Characterization and optical properties of oligoazomethines with triphenylamine moieties exhibiting blue, blue-green and green light

Abstract

New photoluminescence oligoazomethines possessing both hole and electron-transporting units in the main chain were synthesized. Triphenylamine (TPA) was used as the electron-donating group, while 4,4′-diaminooctafluorobiphenyl, 4,4′-(hexafluoro-isopropylidene)dianiline, 4-aminophenylsulfone, 4,4′-(4,4′-isopropylidenediphenyl-1,1′diyldioxy)dianiline and 2,5-bis(4-aminophenyl)-1,3,5-oxadiazole were used as the electron-acceptor or as the electron-donating group.

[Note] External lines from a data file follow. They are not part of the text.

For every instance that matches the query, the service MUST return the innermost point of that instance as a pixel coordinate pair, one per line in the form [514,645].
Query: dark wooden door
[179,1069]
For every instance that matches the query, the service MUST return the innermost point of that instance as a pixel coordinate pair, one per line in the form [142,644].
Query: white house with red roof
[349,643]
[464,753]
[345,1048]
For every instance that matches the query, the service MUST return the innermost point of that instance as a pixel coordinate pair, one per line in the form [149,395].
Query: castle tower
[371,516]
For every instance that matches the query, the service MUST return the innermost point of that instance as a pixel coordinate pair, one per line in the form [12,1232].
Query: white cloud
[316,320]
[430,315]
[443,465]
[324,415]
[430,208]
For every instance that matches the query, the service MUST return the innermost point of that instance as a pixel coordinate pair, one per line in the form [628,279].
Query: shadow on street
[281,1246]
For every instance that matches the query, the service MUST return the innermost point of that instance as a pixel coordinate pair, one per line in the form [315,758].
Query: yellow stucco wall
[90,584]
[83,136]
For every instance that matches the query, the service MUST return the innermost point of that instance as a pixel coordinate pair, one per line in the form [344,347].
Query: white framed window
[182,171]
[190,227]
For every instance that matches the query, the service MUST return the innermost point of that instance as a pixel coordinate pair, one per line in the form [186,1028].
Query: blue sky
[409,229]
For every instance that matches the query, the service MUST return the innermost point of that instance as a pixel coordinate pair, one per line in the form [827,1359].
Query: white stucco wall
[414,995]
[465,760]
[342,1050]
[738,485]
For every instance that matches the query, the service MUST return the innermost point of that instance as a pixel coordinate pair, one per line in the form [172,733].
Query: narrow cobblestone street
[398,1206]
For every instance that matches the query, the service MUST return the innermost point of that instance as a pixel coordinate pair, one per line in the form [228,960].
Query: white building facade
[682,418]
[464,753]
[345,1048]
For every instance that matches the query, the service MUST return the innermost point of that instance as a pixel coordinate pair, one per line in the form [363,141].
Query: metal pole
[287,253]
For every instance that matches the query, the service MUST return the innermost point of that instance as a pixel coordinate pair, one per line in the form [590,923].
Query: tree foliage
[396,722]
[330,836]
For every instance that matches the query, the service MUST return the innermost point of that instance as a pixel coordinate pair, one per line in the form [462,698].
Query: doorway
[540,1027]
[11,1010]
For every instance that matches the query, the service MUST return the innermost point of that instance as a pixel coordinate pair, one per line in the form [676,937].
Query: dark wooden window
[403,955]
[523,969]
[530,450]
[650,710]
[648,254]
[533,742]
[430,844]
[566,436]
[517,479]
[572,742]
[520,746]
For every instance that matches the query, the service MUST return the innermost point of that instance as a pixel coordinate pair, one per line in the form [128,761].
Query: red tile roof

The bifunctional oligomers (D-π-A and D-π-D) were soluble in some organic solvents such as chloroform, DMA, HMPA, NMP and formed transparent films on glass support. All oligomers exhibit high glass transition temperature in the range of 188–227 °C as determined by differential scanning calorimetry (DSC). The photoluminescence (PL) emission maximum peaks of the oligomers in solution are in the range of 459–552 nm (2.70–2.25 eV) corresponding to blue, blue-green or green light. The solvatochromic and protonation behavior of the oligomers in two solvents (DMA, chloroform) were detected. Oligomers protonated with methanesulfonic acid (MSA) are hypsochromically shifted with respect to the PL spectra of the pristine oligomers measured in solution. Relative PL intensity of the oligomers investigated in chloroform solution was found in the range of 0.10–0.50%, while for protonated ones it was detected in the range of 33–50% in relation to 9,10-diphenylanthracene. Blends of the oligoazomethines with poly(methylmethacrylate) (PMMA) (0.1%, w/w) emitted blue light. Thin films were also doped with iodine. Calculated energy gap for the undoped films following the Tauc relation was in the range of 2.46–2.69 eV while for the iodine doped oligomers in the range of 1.76–2.38 eV was found.